A Thermodynamic Study Of Ligand Access/escape From Protein Cavities

Abstract

Insulin, a protein hormone, regulates glucose homeostasis and carbohydrate metabolism in higher organisms. Therapeutic formulations of hormone are preserved against degradation and denaturation by antimicrobial preservatives such as phenols, cooperative binding of which stabilizes hexameric complexes of insulin. Dissociation of hexameric species (on minutes to days time scale) into biologically active monomers is facilitated by rapid unbinding of phenols (on milliseconds time scale). However, a clear understanding of dissolution kinetics and determinants of the rates of ligand unbinding remains obscure, chiefly due to unresolved ambiguities in NMR results. We have used random acceleration molecular dynamics (RAMD) to identify and characterize a variety of potential ligand dissociation mechanisms. We observe three distinct exit routes for the ligand and resolve potentials of mean force (PMFs) along them by performing free energy calculations. Free energy profiles for each mechanism are computed with the help of second order cumulant expansion of Jarzynski's equality and non-equilibrium work statistics gathered from multiple independent steered molecular dynamics (SMD) simulations.

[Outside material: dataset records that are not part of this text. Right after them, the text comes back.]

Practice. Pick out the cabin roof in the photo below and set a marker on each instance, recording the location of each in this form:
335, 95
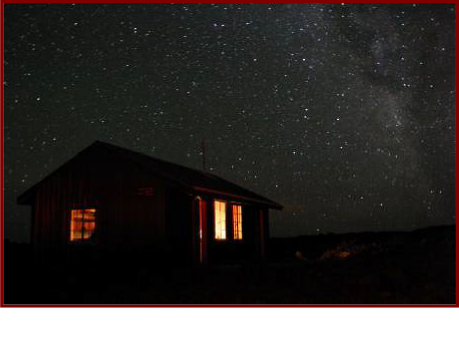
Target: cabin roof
200, 182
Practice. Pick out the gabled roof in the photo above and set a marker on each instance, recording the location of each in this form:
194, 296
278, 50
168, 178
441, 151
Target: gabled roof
199, 182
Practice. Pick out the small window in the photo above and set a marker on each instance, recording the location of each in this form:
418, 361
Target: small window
82, 224
237, 222
220, 219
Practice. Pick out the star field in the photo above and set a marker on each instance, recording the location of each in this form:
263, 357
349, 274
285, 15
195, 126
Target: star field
343, 113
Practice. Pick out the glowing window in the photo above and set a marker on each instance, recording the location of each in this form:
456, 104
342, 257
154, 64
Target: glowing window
82, 224
220, 219
237, 222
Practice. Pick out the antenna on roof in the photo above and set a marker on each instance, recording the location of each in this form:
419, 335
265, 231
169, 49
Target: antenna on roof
203, 153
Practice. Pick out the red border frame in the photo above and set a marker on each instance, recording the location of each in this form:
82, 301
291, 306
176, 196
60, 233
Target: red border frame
179, 305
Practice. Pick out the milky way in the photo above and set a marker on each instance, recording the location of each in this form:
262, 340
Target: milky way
345, 114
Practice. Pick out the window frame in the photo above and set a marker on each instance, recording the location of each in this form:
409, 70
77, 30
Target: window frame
92, 237
224, 223
238, 234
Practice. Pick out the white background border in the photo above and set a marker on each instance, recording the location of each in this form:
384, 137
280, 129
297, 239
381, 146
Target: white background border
229, 335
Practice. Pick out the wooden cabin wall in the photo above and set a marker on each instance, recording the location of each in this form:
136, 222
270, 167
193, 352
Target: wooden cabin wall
179, 226
123, 217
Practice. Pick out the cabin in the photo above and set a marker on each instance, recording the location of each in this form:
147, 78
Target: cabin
112, 198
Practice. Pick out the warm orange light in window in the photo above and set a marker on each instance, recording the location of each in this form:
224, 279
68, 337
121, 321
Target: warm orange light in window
237, 222
82, 224
220, 219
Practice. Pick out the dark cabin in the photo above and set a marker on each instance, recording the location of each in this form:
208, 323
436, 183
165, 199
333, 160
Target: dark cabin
111, 198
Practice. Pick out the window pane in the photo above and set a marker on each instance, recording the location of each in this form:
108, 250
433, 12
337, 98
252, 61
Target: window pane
220, 219
82, 224
237, 222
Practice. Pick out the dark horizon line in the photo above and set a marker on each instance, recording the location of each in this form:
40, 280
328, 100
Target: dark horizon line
319, 234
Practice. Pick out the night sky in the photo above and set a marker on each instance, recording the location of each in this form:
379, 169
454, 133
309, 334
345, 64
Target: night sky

Based on energetic barriers and structural properties, we suggest a plausible preferred mechanism for the ligand exchange. The most likely pathway with the lowest free energy barrier involves a leap over the “gate” formed by HisF5 and IleA10, with simultaneous passage of the ligand through a narrow channel existing between LeuA13, LeuH17, and the “gate”. Free energy profiles also display several weakly-bound metastable states for the ligand during entry and exit from R6 insulin hexamer.